Loopholes aplenty have already triggered plans e.g. in Poland to extend the storage even further, to a staggering 15 years (!), and remaining safeguards (if any) are not expected to last: The media industry wants access to that data, too [zdnet.co.uk] (and a further directive is in the works, cf. the EU Legislative Observatory [eu.int]).

Re:Basic IT Knowledge

[Anonymous Coward]

You forgot to mention that they will log every URL you visit.

Re:A scenario

[Todd Knarr]

There's one major problem with your scenario. It's actually fairly obvious: when you go looking through the e-mail, the only stuff identifiable as coming from an Abdullah won't have anything to do with the anthrax. Do you think the real Abdullah will be stupid enough to use an e-mail address clearly matching his name? No, his e-mail will come from something like hot18yo84172@hotmail.com or somesuch, and it'll be buried in the mountain of sex-spam e-mails your target receives and discards every day just like the rest of us. Now, if you have Abdullah and want to find out who he's been talking to, then this kind of retention might be useful. Unfortunately it's also unneccesary, since if you've already got enough to nail Abdullah you've got enough to go into court, get a warrant and tap his computer directly without having to mess with his ISP.

There's also the side-effects that've already been noted. While the retention may not be useful for tracking terrorists (it's purported justification), it'll be very useful to people whose investigations have nothing to do with terrorism and who've been unable to get anything like this on their own merits.

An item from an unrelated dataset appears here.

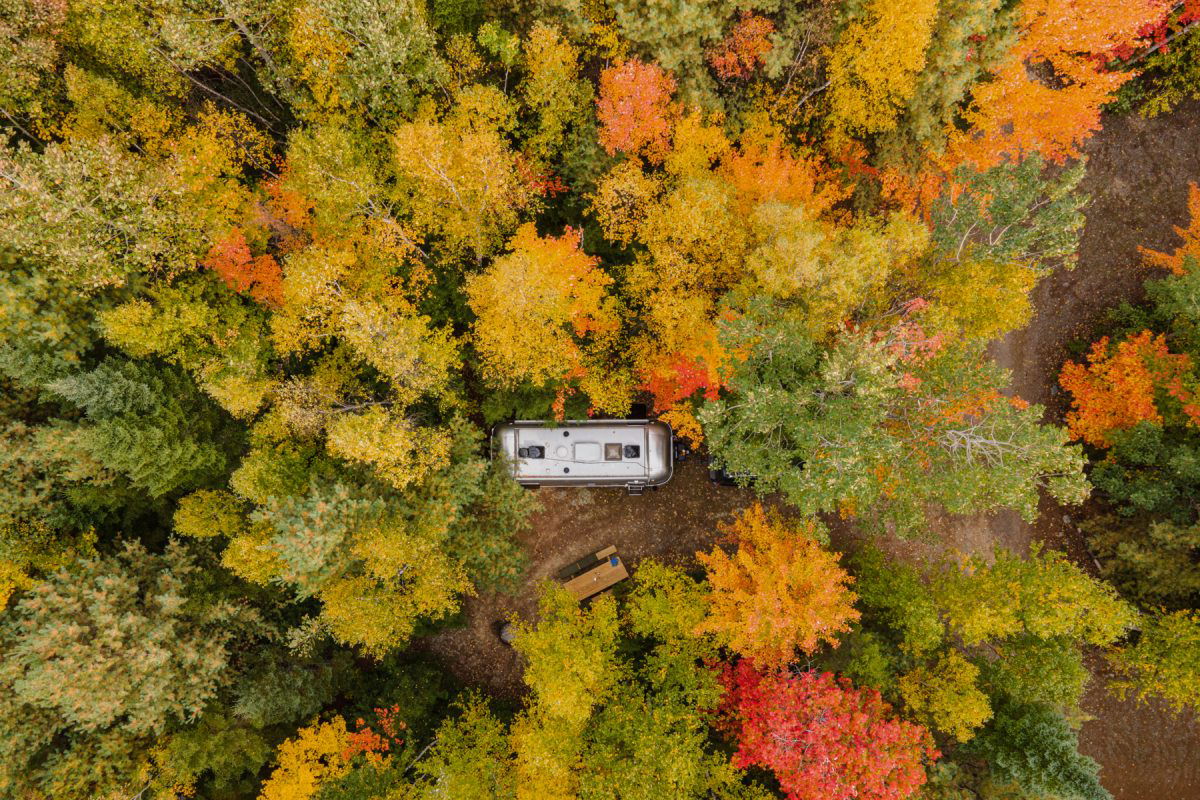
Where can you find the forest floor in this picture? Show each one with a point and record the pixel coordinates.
(1138, 176)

That makes me thing the whole thing's an end-run, and "terrorism" is just an excuse.

Re:Poisoning the logs

[Maljin Jolt]

What if someone created a screensaver that continually accessed thousands of websites, IP addresses. Basically create as much junk data as possible to pollute their logs.

Real geeks do not run screenasvers.

wget --background --spider --mirror --limitrate=2k http://www.google.com/search?hl=en&q=sex&btnG=Goog le+Search [google.com] --output-file=/dev/null

Bot for making massive data amounts.

[pdjohe]

If this is the case, what if there was some sort of bot that would simply go around the Internet visiting random sites. If everybody had this installed, then the noise ratio would be too high for accurate data retention, right? After all, you don't pay for the usage of bandwidth generally, you pay per month. Just use all the bandwidth you can on useless stuff. In the end, it will push the amount of storage the ISP's have to use and their bandwidth usage through the roof.